Quanto al profilo soggettivo, la Corte chiarisce che lo stalking è un reato abituale di evento assistito dal dolo generico, il cui contenuto richiede la volontà di porre in essere più condotte di minaccia e molestia, nella consapevolezza della loro idoneità a produrre uno degli eventi alternativamente previsti dalla norma incriminatrice e dell’abitualità del proprio agire, ma non postula la preordinazione di tali condotte, elemento non previsto sul fronte della tipicità normativa, potendo queste ultime, invece, essere in tutto o in parte anche meramente casuali e realizzate qualora se ne presenti l’occasione (Sez. 5, n. 43085 del 24/09/2015).

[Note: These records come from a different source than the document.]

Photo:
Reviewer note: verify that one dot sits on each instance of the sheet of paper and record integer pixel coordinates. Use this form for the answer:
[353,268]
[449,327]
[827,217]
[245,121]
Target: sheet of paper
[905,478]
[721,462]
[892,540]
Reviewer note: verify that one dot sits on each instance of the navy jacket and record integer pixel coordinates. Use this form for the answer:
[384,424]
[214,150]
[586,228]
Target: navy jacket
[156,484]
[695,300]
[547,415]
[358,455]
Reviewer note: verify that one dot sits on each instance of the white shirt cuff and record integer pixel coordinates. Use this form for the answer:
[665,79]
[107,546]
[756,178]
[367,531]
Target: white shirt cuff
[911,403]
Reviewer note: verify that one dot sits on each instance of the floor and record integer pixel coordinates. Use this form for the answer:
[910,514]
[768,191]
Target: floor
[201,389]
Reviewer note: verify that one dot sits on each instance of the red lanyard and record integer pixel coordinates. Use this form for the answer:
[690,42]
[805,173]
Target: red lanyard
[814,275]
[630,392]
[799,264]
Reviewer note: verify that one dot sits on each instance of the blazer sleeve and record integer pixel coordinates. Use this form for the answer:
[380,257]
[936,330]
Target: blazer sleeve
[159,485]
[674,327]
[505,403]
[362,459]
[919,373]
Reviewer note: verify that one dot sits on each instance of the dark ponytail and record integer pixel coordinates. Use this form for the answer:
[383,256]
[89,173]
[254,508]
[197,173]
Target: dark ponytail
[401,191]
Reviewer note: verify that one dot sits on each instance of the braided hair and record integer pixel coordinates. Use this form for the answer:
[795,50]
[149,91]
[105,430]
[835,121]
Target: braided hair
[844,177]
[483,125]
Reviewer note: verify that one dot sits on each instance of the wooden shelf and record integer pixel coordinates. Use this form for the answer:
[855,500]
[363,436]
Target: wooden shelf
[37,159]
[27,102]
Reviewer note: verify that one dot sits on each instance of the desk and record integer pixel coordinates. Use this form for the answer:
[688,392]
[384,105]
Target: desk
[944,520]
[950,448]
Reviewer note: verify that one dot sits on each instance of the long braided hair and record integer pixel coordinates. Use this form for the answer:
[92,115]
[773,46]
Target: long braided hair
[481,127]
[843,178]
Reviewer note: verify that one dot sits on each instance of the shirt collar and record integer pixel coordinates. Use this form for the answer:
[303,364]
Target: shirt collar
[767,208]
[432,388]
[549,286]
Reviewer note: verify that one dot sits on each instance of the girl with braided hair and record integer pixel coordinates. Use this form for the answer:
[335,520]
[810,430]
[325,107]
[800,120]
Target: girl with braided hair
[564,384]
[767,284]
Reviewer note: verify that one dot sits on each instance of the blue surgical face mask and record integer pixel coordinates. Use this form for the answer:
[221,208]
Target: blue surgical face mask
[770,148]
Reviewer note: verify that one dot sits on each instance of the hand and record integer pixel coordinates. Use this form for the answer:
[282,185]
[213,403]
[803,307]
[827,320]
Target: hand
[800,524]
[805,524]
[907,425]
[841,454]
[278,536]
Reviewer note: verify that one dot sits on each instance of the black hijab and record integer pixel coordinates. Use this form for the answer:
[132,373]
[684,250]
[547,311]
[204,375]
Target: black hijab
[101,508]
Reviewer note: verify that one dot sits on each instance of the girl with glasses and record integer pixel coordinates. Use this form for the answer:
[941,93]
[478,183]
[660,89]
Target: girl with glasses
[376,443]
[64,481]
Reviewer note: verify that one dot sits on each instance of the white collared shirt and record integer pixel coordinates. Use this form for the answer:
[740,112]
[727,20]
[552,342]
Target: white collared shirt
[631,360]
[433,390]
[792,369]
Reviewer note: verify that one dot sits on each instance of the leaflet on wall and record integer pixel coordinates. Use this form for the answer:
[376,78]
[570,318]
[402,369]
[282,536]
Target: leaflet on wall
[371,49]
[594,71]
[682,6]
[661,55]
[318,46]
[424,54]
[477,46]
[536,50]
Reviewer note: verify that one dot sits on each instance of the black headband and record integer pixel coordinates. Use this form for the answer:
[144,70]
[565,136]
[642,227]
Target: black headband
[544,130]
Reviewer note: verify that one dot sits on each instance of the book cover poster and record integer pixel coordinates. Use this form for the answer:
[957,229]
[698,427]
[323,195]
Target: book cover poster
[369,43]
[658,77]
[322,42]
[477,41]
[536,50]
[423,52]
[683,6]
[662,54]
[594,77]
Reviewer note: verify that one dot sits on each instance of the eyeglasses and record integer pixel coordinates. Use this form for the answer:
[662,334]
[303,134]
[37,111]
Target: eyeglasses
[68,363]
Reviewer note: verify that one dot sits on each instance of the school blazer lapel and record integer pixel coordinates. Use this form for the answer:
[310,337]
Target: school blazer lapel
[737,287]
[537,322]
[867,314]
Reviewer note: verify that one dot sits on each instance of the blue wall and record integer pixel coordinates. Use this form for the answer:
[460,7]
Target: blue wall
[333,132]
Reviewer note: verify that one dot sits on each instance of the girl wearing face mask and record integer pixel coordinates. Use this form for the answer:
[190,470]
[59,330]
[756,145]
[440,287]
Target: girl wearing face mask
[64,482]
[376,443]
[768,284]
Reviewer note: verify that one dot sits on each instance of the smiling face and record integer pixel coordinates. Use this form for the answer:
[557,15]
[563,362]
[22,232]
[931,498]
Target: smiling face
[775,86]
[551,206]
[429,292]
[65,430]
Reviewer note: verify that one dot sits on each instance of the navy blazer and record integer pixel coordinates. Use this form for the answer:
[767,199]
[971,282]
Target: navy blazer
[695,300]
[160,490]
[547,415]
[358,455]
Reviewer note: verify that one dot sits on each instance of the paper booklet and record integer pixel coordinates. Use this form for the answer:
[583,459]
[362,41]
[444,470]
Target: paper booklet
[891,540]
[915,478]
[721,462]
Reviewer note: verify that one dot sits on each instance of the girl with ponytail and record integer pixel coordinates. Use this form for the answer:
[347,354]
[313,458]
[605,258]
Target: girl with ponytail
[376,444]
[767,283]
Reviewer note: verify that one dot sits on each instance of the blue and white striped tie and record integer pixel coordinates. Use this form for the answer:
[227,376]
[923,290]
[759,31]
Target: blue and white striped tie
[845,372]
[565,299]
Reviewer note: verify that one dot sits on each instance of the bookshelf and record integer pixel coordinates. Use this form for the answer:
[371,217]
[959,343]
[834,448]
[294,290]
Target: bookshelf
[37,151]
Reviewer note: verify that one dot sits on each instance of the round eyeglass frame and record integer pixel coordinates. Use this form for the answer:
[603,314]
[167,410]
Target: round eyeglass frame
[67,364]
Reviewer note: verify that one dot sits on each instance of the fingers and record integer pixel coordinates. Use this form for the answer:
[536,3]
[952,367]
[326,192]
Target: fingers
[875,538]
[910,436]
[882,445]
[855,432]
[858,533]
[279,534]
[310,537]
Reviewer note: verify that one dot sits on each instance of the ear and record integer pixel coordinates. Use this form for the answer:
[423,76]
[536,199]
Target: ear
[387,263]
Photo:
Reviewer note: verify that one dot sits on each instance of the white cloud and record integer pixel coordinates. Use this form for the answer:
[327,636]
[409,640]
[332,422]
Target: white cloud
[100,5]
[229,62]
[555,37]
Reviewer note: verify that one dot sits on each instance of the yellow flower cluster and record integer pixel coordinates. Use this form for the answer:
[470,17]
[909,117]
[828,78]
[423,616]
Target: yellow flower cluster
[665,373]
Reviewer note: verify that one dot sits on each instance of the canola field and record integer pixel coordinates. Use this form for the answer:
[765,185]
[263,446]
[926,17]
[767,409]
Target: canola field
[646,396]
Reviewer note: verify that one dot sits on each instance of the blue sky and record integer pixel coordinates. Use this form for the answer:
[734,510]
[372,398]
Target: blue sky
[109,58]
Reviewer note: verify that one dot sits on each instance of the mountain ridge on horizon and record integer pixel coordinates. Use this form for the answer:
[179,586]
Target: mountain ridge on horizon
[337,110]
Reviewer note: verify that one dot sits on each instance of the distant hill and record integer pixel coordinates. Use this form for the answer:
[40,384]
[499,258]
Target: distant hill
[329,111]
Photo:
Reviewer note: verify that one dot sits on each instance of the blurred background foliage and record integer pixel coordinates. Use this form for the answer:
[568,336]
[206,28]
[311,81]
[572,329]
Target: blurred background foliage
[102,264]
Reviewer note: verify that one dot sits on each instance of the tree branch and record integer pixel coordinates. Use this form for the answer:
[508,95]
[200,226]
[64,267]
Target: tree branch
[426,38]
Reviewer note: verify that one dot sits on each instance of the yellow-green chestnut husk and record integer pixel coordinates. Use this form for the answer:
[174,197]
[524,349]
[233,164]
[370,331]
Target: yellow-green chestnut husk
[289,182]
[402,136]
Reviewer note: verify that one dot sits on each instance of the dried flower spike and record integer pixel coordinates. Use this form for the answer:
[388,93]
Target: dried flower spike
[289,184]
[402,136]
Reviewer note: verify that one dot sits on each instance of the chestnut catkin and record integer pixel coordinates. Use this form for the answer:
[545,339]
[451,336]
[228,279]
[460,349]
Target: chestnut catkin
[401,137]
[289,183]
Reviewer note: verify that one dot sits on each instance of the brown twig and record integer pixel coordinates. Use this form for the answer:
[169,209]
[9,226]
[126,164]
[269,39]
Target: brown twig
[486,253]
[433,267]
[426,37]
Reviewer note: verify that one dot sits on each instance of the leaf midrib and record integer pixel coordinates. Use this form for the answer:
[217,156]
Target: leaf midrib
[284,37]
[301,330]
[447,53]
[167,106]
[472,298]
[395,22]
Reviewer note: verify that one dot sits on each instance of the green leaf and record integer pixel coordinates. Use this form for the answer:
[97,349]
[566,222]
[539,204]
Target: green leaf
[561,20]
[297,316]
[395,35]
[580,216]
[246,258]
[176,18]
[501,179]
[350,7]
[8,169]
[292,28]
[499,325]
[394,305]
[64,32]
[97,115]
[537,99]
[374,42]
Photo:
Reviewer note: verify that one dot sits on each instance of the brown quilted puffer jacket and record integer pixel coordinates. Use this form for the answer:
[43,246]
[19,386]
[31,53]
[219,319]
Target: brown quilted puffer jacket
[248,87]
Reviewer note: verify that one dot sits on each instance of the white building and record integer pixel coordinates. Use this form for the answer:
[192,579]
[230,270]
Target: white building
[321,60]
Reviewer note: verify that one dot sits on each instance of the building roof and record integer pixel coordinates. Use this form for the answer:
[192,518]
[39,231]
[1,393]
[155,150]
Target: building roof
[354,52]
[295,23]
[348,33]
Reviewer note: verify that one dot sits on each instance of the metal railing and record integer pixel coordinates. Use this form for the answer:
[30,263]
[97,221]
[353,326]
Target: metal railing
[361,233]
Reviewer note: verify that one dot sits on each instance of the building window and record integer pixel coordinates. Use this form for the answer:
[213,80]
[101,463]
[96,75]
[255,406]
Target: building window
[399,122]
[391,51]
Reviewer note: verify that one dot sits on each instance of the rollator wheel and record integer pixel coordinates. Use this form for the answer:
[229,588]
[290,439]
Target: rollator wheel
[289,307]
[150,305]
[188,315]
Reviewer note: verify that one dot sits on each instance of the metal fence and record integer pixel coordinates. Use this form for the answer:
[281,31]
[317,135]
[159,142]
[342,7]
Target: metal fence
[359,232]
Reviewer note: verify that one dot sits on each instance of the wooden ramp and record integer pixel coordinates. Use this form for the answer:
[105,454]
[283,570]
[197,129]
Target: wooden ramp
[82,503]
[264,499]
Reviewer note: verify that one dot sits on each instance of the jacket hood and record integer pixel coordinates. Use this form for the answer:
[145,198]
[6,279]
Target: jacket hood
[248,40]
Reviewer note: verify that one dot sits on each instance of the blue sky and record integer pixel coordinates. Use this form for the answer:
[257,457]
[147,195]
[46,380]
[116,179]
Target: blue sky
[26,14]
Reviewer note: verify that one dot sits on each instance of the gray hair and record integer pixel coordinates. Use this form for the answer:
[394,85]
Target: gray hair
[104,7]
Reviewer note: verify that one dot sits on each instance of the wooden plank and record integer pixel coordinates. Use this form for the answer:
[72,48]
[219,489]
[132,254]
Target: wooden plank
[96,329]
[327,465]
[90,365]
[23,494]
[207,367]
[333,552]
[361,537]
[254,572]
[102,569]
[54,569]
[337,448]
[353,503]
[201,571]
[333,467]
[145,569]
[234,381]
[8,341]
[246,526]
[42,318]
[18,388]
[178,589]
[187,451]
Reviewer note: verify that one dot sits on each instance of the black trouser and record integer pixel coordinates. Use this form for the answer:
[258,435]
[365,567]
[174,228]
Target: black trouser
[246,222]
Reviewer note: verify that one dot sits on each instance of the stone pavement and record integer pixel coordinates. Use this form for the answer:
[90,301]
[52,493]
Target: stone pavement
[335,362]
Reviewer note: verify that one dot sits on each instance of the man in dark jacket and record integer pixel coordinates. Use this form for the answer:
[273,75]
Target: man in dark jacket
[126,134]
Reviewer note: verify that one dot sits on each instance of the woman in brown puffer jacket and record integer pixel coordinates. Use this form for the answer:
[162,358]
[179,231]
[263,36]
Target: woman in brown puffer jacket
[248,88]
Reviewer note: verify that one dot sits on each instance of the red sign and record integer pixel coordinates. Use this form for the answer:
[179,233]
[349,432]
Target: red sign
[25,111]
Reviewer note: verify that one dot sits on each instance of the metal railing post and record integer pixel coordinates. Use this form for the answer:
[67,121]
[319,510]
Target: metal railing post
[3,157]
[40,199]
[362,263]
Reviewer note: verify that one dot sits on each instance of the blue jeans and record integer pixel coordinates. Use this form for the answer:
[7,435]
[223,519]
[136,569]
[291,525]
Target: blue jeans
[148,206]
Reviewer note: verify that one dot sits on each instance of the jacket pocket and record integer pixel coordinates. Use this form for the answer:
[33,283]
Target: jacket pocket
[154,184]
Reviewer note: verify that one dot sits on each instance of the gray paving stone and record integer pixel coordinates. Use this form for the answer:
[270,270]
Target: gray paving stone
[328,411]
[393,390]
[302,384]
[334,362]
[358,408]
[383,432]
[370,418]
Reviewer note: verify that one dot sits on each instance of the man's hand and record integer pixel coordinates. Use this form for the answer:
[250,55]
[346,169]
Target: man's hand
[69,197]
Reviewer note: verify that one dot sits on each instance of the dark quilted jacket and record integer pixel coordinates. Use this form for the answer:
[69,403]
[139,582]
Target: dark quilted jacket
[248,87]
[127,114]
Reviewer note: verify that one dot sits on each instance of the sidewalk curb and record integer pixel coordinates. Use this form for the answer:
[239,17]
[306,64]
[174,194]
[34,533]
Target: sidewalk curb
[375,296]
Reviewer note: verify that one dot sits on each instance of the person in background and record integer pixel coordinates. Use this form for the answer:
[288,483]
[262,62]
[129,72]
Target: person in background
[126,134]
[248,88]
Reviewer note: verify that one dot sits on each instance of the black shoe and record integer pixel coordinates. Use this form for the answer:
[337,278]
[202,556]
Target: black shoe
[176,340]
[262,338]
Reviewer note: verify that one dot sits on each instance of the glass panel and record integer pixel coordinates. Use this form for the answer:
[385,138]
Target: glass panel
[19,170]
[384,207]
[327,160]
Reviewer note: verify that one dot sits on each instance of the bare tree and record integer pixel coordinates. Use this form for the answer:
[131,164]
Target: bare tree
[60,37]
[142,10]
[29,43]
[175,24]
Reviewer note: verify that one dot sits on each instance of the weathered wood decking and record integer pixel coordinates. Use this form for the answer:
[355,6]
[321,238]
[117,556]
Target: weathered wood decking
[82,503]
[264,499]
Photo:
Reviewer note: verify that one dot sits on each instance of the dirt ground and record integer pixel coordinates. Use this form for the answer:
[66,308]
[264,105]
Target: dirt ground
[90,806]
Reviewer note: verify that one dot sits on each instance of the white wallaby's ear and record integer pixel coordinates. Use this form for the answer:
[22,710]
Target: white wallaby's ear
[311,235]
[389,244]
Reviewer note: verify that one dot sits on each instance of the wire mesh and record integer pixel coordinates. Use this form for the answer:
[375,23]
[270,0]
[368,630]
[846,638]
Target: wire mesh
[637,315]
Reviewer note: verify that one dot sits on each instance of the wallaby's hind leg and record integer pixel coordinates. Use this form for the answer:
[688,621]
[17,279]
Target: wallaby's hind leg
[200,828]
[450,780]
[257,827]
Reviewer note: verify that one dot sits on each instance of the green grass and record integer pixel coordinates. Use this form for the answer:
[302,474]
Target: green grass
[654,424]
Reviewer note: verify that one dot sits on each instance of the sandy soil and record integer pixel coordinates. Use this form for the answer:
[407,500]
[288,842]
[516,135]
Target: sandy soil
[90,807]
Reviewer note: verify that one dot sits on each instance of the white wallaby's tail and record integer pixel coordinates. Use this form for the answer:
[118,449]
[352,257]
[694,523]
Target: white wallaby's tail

Nel caso di specie, secondo la Corte di Cassazione, le dichiarazioni delle persone offese possono costituire prova della responsabilità dell’indagato, sempre che ne venga verificata l’attendibilità ed in concreto l’attendibilità delle p.o. è stata compiutamente considerata anche in relazione ai plurimi elementi di riscontro, quali ad esempio l’utilizzo di account intestati a soggetti di fantasia volti ad occultare la propria identità alle p.o., ovvero il contenuto delle relazioni delle assistenti sociali. Sulla scorta delle denunce in atti emerge che l’indagato ha ripetutamente ingiuriato e denigrato le pp.oo., ne ha seguito gli spostamenti, si è appostato sotto la loro abitazione, ne ha limitato la vita di relazione, ingenerando in loro un grave stato d’ansia, nonché il fondato timore per la loro stessa incolumità, come evincibile dal certificato medico in atti. A fronte di plurimi episodi, sviluppatisi in un significativo arco temporale, il ricorrente svolge censure in fatto che non sono in grado di elidere i plurimi elementi a suo carico, posti a fondamento della misura coercitiva. La circostanza secondo cui i messaggi pubblicati sul social network facebook al più potrebbero integrare il reato di diffamazione, non si presenta significativa posto che il reato di atti persecutori tiene conto, così come già evidenziato, del fatto che viene in questione nella fattispecie di stalking la reiterazione delle condotte e non il singolo episodio che pur potendo in ipotesi integrare in sè un autonomo reato va letto nell’ambito delle complessive attività persecutorie.